Pierre Moscovici and Jyrki Katainen painted a picture of a weakened European economy yesterday. Their economic forecast for France is significantly less optimistic than that provided by the French government: they expect France to be the EU’s most indebted member state in 2016. euractiv.fr reports.
With one short phrase the new Commissioners Jyrki Katainen and Pierre Moscovici ordered the EU’s worst economic offenders back into line during the presentation of the Commission’s autumn economic forecast: “the economic circumstances are not exceptional”. It appears that they will not be offering any leniency to member states on their 2015 budgets, but plan to fully enforce the Eurozone budget rules, as laid out in the 6-pack and 2-pack legislative packages.
>> Read: France breaks promise to Brussels with excessive deficit (in French)

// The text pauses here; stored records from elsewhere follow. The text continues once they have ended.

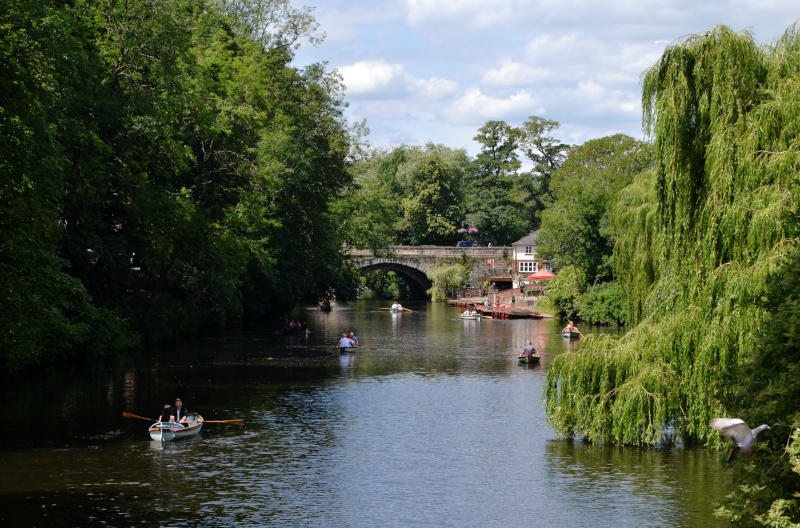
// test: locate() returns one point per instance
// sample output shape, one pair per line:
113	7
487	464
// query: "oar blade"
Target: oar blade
126	414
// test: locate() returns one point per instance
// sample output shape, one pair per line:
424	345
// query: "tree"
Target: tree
433	211
576	229
411	195
547	154
717	220
499	219
184	172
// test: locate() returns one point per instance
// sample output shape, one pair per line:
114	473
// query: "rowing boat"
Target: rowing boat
165	431
533	359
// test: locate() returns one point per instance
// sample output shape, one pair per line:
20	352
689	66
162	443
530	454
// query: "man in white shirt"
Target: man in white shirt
177	413
345	342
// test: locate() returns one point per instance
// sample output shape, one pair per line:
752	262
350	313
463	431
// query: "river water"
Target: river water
432	423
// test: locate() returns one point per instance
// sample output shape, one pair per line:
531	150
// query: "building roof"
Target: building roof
527	240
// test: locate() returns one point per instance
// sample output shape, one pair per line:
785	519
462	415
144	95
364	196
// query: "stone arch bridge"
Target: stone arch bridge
415	263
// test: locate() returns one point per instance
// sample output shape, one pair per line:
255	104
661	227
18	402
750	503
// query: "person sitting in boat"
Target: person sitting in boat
529	350
570	327
177	413
165	413
345	342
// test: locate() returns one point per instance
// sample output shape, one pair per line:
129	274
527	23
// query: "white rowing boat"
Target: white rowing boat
166	431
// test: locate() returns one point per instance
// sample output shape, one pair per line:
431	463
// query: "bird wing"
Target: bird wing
733	428
721	423
740	433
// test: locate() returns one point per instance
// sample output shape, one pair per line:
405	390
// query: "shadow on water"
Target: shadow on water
431	423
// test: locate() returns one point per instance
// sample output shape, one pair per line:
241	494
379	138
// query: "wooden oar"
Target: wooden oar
237	421
126	414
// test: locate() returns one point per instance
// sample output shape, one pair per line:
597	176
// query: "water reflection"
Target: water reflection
432	411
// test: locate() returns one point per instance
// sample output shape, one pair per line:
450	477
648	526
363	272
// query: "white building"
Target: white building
525	260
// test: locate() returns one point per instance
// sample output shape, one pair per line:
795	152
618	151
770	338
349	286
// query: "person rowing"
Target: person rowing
177	413
345	342
529	350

In spite of this statement, the forecast remains generally pessimistic: the European executive has revised its growth and inflation predictions downwards, and only the unemployment figures are not expected to deteriorate. The statistics clearly single out the culprits: the situation in France and Italy is largely to blame.
The Commission estimates economic growth for 2014 of 0.8%, and predicts 1.1% for next year. It seems the EU will have to wait until 2016 for the growth rate to reach 1.7%, a figure that was expected for 2015 until just 6 months ago.
The Commission predicts French economic growth of 0.7% in 2015, while the deficit is expected to reach 4.4% of GDP, growing to 4.7% in 2016 to become the largest in the eurozone. The French Finance Ministry has predicted growth of 1% for 2015.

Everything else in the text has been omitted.